The dreaded phrase “maintenance increase” are two words that most condo and co-op owners don't want to hear, but sometimes it is necessary for a building’s board to make the unpopular decision of raising fees. With rising operating costs, fuel and insurance rates climbing, and the need for periodic emergency repairs, raising maintenance fees often is not only a necessity, but may even be advisable. A good board has to follow one simple rule, it's time to raise fees when cash inflow is insufficient to cover cash outflow, even when utilizing reserve fund contributions.
“The real indicator for boards to know that it's time to increase the fees is when the budget is insufficient to include reasonable services,” says Chad Porter, an accountant with the firm of Kutchins Robbins & Diamond in Schaumberg. “The board has a fiduciary obligation and a legal obligation to determine what those anticipated expenses are going to be; determine what the adequate level of reserve funding is, and that is often a hard pill to swallow, but they can't lose sight of that. They can't let that fear of their neighbors’ animosity overcome their fiduciary responsibility.”
Having low maintenance fees can be an attractive selling point. Some buildings in Chicago may pride themselves on not having increased maintenance for decades, but maintenance fees that are too low can cause a host of problems on its own—from issues with the 80/20 rule to coming up short in cases of emergency.
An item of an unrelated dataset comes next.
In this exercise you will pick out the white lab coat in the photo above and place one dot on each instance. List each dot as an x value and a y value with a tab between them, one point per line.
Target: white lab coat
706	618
“Board members have to realize that they're running a business,” says Steven Silberman, director and vice president of the accounting firm of Frost, Ruttenberg & Rothblatt, PC in Chicago. “While board members may not want to raise the fees of their neighbors, they have a responsibility first and foremost to the business of the community.”
Time Has Come
So how does a board know when that time is? Sometimes it’s obvious, sometimes not so much. If the building is hemorrhaging money in nickel-and-dime repairs due to a physical problem that needs a decisive, long-term solution, an increase may be put into effect. Other times, a good board will notice that a potentially bad situation is ahead, and fixes the problem with an increase before the problem mushrooms into a full-blown crisis.